Self-Driving Truck Market Key Takeaways
Market Size & Growth
Regional Dominance
Key Market Drivers
Challenges
Opportunity
Key Players
The market volume was estimated at 4,300 units in 2025. The market is projected to grow from 7,100 units in 2026 to 1,13,863 units by 2035, registering strong double-digit growth over the forecast period.
Truck operations worldwide are experiencing severe challenges as far as the availability of experienced drivers is concerned because of the old age of the current workforce, difficult working conditions, and lack of enthusiasm among the younger generation for driving as a profession. Such shortages have led to bottlenecks in business processes, high labor costs, and late deliveries of goods. The use of self-driving trucks will help to mitigate such problems through the minimization of dependency on human drivers while assuring continued cargo transportation. Autonomous trucks will be able to work for more time than people due to lack of fatigue problems. [1]American Trucking Associations, trucking.org
In February 2025, Waabi joined hands with Volvo Autonomous Solutions to create autonomous trucks that use artificial intelligence for cargo transport purposes. This partnership will help deal with the scarcity of skilled drivers for trucks and allow autonomous long-distance delivery through efficient fleet management and lower operation costs.

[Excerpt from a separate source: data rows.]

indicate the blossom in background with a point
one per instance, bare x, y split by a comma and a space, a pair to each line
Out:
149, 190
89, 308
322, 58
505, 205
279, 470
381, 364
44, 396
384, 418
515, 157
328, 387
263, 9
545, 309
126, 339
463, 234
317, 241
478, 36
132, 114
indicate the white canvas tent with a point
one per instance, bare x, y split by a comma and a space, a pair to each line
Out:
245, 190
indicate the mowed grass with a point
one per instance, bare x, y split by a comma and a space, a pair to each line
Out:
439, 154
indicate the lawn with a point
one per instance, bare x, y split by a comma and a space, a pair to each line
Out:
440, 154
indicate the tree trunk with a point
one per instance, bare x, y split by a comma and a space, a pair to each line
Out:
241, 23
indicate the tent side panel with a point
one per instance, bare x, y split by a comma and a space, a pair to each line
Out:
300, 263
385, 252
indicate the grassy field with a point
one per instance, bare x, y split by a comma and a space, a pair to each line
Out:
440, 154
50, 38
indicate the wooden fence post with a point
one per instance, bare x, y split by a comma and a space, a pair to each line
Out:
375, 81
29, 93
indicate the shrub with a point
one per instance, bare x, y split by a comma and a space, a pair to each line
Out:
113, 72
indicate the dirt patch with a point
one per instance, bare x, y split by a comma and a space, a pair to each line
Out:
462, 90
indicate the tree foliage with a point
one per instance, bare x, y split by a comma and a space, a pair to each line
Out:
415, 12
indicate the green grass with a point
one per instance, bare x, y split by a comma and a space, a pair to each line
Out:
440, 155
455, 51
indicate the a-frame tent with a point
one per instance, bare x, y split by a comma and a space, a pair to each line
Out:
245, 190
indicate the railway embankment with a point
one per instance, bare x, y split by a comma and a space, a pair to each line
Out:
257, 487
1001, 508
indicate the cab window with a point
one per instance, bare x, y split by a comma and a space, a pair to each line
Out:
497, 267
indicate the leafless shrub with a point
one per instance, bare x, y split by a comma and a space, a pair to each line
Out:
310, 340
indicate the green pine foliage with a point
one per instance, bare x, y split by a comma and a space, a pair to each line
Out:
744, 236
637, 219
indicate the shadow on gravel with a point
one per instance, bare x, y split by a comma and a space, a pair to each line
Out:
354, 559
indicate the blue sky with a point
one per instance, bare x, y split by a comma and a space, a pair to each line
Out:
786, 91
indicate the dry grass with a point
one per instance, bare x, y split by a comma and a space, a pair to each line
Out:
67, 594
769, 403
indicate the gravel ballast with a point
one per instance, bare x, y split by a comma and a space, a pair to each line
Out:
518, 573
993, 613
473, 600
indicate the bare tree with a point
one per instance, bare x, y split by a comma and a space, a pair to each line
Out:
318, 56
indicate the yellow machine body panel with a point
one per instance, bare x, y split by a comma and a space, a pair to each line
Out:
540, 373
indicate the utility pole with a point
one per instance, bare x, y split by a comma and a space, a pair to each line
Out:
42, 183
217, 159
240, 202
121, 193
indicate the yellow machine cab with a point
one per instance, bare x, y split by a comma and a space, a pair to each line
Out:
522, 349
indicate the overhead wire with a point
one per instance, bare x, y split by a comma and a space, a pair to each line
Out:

With the expansion of e-commerce business and global trading activities, along with rising demands from customers for faster deliveries, there is a need for an efficient means of transporting cargo. There is an incessant demand from logistics companies to cut down the cost of operation while at the same time delivering cargo in the shortest possible time frame. Autonomous trucks offer greater efficiency when it comes to routing, cutting down on idle times and making round-the-clock delivery a possibility. Autonomous trucking will also prove beneficial with regard to increased fuel efficiency due to uniformity in driving patterns and reduced traffic congestion.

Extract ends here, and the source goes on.